It occurred to me on the way home from the office today while listening to Hannity that the top talk show hosts are leaving themselves wide open for competition. The number of interruptions in the content (traffic, weather, spots, obituaries, promos, in-program spots, whatever) has reduced the actual content to a very low level. A few years ago, a friend was a guest on a local talk show from 4 to 5 PM. I taped the show and telescoped it. How much actual content do you think there was? Exactly 22 minutes. How do you maintain continuity with 22 minutes out of 60 having meaningful content?
A tip of the hat to those of you in this thread. Often any attempt to discuss today's Talk Radio techniques results in readers assuming someone is bashing a personality because of disagreement with political philosophy. This thread seems to be avoiding that trap.

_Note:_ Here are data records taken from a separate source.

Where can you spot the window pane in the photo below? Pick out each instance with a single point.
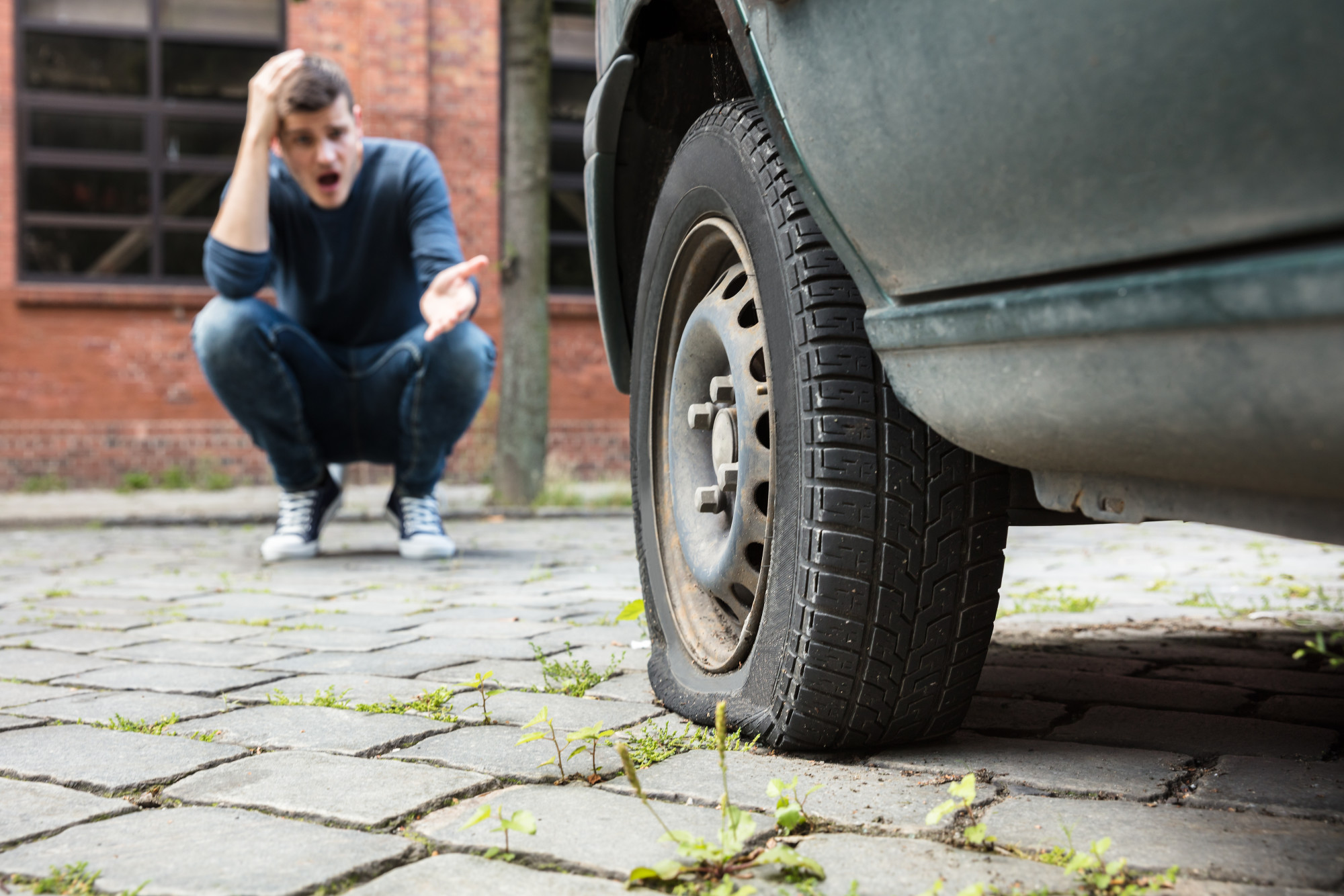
(126, 14)
(206, 72)
(183, 253)
(193, 195)
(568, 212)
(571, 92)
(77, 251)
(572, 38)
(85, 65)
(185, 138)
(571, 269)
(568, 156)
(71, 131)
(73, 190)
(248, 18)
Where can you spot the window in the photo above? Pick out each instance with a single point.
(573, 79)
(130, 119)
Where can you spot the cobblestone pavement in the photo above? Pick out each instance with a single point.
(1142, 688)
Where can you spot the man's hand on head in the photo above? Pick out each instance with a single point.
(451, 298)
(264, 95)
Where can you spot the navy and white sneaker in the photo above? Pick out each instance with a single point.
(300, 522)
(421, 527)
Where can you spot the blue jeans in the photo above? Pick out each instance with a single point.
(308, 404)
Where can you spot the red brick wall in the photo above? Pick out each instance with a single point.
(97, 382)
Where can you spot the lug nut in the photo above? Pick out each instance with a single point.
(701, 417)
(721, 390)
(710, 499)
(728, 475)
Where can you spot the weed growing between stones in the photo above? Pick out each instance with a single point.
(478, 684)
(522, 821)
(788, 807)
(572, 679)
(75, 881)
(1093, 875)
(1048, 600)
(322, 698)
(545, 718)
(654, 744)
(146, 727)
(1325, 648)
(432, 705)
(714, 870)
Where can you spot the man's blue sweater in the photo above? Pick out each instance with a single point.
(351, 276)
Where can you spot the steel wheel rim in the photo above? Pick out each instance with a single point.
(713, 452)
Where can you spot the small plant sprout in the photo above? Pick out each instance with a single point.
(545, 718)
(478, 684)
(592, 738)
(714, 868)
(522, 821)
(963, 796)
(788, 807)
(1101, 878)
(1325, 648)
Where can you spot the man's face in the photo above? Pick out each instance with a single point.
(325, 151)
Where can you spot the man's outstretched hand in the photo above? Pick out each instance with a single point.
(451, 298)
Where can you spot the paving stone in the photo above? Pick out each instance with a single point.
(466, 875)
(1185, 652)
(202, 632)
(106, 706)
(1042, 765)
(579, 828)
(169, 678)
(1002, 656)
(212, 851)
(1257, 850)
(331, 640)
(106, 761)
(1195, 734)
(475, 648)
(851, 796)
(83, 640)
(1003, 715)
(202, 654)
(1275, 787)
(626, 659)
(34, 809)
(327, 788)
(1318, 684)
(1306, 711)
(392, 663)
(345, 621)
(509, 674)
(886, 866)
(489, 629)
(44, 666)
(519, 707)
(230, 607)
(14, 694)
(345, 731)
(630, 686)
(9, 723)
(355, 688)
(494, 750)
(1066, 687)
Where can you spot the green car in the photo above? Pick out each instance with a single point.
(885, 277)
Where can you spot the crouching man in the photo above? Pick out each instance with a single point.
(370, 355)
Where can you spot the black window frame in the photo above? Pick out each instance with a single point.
(154, 109)
(569, 134)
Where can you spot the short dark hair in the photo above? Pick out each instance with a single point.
(315, 87)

Each of the big name talk shows comes across with a delivery style that sounds like the host is just letting his personal style spill out and maybe some things are spontaneous. But the more you follow the industry the more you realize there are consultants involved, sometimes reviews of a program much like the football Monday game "films", etc.
The trade-off, the transaction between the program and the stations has to have a lot of tension at work. Too many of those commercial breaks and the listeners begin to lose patience. Not enough of the breaks and the stations can't place as much "inventory" into play to get the income out the program they want. Some other program formats would probably chase-off too much audience with the same amount of commercial break time and features like traffic etc. Apparently political talk radio is just listener-sticky enough to not let the breaks kill the audience numbers.
I had not thought about it quite this way before, but Hannity's time slot probably does need a more "busted-up program clock" to accommodate the expectations of the drive time audience.
So far the genre has benefited from the tendency of Conservatives being very accepting of Conservatives even though they don't all sing from the exact same song book. If tension develops between the "traditional Conservatives" and the "tea party Conservatives"... is it possible the audience could turn out to not be a "listener-sticky"... and how would a Talk Host defuse such a possibility?